Sensors at Sherman Elementary School, Ocean View Boulevard and I-15 and the 10th Avenue Marine Terminal are being equipped with new instruments that can track black carbon (a diesel fuel byproduct), airborne toxins and metals.
Those that measure toxic volatile organic compounds – released from burning petroleum-based products like gasoline, paints, solvents and myriad industrial products – are operational at Sherman Elementary School. Benzene, a pollutant from automobile exhaust, is carcinogenic and linked to childhood and adult leukemia and probably lymphoma.
The Navy said the ship contained 1 million gallons of fuel, though the fire had not reached it as of Tuesday afternoon. Navy spokesman Brian O’Rourke confirmed that the Navy doesn’t do air quality monitoring and leaves that to the county. The county is going to test for 57 compounds, according to its monitoring plan, but it can take at least 24 hours to collect a full sample. That sample must then be physically retrieved and sent to a lab in order to derive its chemical content, said Brick.
Brick announced to portside communities Tuesday that samples taken from four locations downwind of the fire are at the lab for analysis. Results are expected Wednesday, and additional samples should be collected Tuesday, Brick wrote in an email.
Metals require a more involved process to measure.
Analysts sample metals in the air through special filters, which capture tiny metal particles light enough to catch the wind Brick said because metals measurement is such an involved process, samples are drawn frequently but not analyzed every week.
“It takes time and we’re dealing with such small (measurements) that normally we spend a whole lot of time trying to make sure we know our (measurement) is good,” Brick said.
Brick said he had to check with the county’s chemists to see how long it will take to get answers on the metals content of the smoke.

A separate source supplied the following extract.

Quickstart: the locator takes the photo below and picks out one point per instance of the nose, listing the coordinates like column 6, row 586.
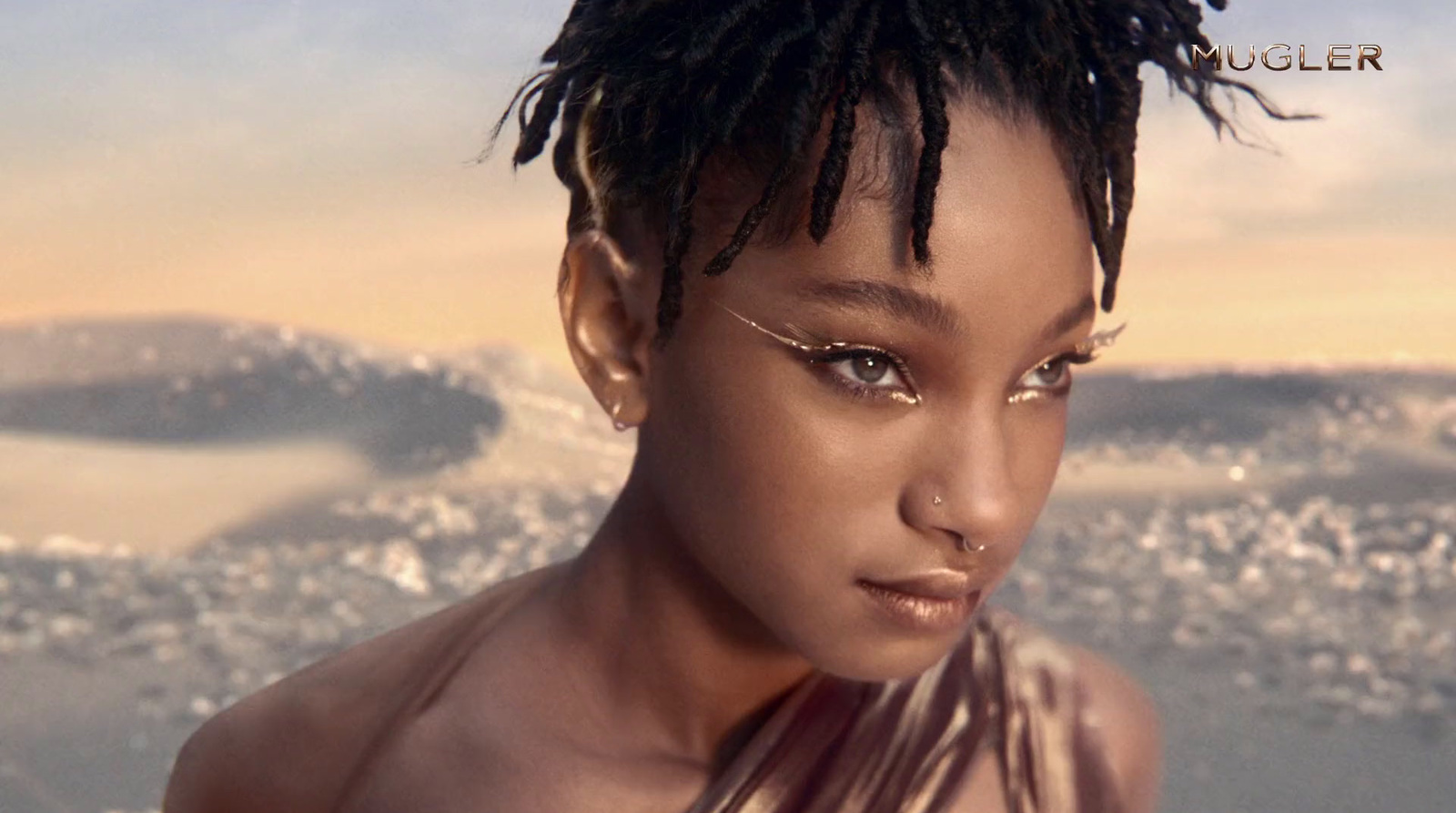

In the meantime, Brick said the county put out a few portable air quality sensors Sunday night that measure smoke or dust particles, which are usually deployed only during wildfire events or special studies. That data is rolling in live, though it still takes time to transfer via satellite.
Brick said he expects to put additional monitors in National City after residents said they were impacted by the smoke.
As of Tuesday, smoke from the fire dissipated some but not enough to quell concerns from community members. Barrio Logan residents, just adjacent to the port, reported nausea and headaches, according to the San Diego Union-Tribune.
The coalition said the county was “underprepared” and criticized officials for waiting until 2:30 p.m. Sunday to warn citizens living near the fire zone, several hours after it started, the group’s statement said.
The group called for an emergency monitoring plan with input from communities to deal with disasters of this scale. It also called on the Navy to release its findings regarding the cause and source of the fire as soon as possible.
“The community deserves to have complete information about the toxins in the fire and how those could harm their health,” the statement reads.